Рыжая поглядывала на Кахрая, будто искала поддержки.
Тот молчал. Но тоже смотрел. Ему рыжая нравится и этот факт, пожалуй, больше не вызывал раздражения, как и отторжения.
Люди были разными.
Живыми.
Как и многие иные, о которых Тойтек, честно говоря, никогда-то не думал. Они, существующие где-то вовне, до сегодняшнего дня были абстракцией.
Фактором.
А теперь вот…
— Тридцать, — он облизал пересохшие губы. — Тридцать процентов. Возможно, тридцать три или четыре. Не выше.
— Это много, — возразила женщина, в черных волосах которой виднелись алые пряди. Ее узкое лицо было слишком неправильным, чтобы можно было назвать его красивым.

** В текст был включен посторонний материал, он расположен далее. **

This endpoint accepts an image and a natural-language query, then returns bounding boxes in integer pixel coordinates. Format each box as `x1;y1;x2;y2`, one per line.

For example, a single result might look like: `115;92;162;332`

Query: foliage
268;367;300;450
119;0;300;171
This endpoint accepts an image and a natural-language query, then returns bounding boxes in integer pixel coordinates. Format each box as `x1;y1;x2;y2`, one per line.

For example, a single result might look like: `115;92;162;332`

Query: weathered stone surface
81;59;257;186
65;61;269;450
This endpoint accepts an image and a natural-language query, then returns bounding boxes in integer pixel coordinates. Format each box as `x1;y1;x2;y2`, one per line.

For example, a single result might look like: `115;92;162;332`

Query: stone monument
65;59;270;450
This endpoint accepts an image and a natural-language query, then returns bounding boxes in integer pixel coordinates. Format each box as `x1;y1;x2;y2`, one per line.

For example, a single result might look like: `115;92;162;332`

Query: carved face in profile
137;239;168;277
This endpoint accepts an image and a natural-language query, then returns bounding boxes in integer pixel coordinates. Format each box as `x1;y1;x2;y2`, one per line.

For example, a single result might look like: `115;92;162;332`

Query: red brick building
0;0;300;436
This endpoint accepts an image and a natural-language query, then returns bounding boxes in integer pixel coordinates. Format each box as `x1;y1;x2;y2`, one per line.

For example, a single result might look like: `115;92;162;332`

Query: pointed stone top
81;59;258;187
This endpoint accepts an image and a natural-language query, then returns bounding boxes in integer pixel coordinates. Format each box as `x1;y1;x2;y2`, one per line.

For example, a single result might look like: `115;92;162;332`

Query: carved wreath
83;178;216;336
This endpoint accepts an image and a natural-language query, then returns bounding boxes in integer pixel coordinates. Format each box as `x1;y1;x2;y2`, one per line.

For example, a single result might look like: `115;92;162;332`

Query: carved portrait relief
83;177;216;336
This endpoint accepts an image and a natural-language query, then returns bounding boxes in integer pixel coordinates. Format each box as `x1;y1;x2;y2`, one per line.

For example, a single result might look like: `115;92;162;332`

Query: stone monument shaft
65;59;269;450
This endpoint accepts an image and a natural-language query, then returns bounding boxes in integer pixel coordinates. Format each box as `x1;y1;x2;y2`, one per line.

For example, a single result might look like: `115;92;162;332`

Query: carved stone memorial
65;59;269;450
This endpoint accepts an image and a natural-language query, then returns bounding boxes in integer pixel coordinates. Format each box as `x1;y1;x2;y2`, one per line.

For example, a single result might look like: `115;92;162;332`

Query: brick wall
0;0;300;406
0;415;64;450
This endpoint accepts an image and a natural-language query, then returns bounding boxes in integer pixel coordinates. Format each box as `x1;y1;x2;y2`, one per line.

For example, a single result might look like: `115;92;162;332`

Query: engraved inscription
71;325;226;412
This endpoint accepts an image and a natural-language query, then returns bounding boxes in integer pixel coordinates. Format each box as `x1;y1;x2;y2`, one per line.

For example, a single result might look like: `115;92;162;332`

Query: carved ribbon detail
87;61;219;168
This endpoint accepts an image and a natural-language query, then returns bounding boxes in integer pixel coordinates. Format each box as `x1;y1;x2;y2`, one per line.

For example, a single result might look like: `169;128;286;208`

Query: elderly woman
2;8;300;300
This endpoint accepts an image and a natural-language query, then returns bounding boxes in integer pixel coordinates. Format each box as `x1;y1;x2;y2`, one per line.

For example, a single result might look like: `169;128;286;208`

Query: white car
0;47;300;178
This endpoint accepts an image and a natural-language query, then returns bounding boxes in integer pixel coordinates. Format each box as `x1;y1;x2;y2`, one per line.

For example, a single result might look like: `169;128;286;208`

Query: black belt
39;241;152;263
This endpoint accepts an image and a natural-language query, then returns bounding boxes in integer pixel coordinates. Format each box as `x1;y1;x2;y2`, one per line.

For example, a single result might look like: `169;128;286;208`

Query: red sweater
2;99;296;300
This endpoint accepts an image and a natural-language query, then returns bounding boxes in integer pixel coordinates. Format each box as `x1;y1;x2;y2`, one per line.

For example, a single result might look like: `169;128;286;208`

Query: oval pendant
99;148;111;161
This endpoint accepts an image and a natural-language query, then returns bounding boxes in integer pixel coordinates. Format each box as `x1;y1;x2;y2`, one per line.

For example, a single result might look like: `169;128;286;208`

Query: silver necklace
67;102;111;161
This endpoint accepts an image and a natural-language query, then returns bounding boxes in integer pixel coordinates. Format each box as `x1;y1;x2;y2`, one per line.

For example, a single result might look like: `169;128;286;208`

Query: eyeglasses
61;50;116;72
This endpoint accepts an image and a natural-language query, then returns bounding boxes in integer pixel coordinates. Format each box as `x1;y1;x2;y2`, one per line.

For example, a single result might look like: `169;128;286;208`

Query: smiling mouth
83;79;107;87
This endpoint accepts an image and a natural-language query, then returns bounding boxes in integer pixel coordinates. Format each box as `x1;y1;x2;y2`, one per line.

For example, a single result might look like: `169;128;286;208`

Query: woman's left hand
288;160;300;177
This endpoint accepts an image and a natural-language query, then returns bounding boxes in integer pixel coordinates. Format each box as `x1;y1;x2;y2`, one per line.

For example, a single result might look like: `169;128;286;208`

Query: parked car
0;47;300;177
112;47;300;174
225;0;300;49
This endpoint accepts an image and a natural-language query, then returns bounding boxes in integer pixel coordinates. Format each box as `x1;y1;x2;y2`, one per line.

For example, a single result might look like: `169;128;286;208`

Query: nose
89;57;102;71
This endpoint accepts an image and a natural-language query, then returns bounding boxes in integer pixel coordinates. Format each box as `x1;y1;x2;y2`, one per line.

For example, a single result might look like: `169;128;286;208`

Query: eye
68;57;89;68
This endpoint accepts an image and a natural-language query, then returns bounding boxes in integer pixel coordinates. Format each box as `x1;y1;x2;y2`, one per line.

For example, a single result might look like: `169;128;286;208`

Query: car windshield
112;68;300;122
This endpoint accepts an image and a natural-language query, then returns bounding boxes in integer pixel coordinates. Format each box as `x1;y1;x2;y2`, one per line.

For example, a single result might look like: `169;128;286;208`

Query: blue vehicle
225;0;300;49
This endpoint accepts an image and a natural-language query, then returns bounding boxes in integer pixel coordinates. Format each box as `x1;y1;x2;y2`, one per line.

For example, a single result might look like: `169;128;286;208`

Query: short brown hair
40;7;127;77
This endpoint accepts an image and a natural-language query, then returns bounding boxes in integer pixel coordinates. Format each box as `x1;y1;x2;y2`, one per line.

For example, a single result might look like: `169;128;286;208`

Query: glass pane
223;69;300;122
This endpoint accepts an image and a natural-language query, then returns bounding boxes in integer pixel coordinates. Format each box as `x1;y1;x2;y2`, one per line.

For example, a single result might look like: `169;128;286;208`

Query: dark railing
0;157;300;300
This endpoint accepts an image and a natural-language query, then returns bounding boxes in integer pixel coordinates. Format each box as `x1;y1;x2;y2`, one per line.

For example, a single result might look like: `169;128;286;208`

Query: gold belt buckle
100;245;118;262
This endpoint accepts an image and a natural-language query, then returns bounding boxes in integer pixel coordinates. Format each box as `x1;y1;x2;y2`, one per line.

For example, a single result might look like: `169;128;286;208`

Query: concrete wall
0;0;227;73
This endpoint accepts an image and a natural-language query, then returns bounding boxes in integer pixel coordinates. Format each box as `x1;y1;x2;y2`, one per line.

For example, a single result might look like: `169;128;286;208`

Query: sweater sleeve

Да и брюнеток Тойтек не жаловал.
И вообще.
— Много, — склонил голову ах-айорец. — Если все так, как ты сказал.
Верно.
И самому Тойтеку казалось, что много. Тридцать процентов — это хороший шанс выжить. Очень хороший… шанс, которого прежде не было.
— При очистке… сопутствующей терапии можно поднять. До пятидесяти. Или больше… мы тестировали на крысах, — он позволил себе откинуться в кресле. И взбитые мхи привычно поползли по рукам, но Тойтек стряхнул их.
Надо же.
Он почти вернул себе способность управлять телом. И следует заняться этими вот шершнями. Потом, когда Тойтек решит прочие проблемы.
— Но… есть возможность… больше… выше… чума — это не только и не столько вирус. Мы имеем дело с совершенно новым типом жизни. Или не-жизни?
Мхи старательно наползали, а искин попискивал, не желая принять, что пациент все-таки стал слишком живым и подвижным, чтобы можно было с ним сладить.
— В пробах… мне привезли две дюжины. И тело.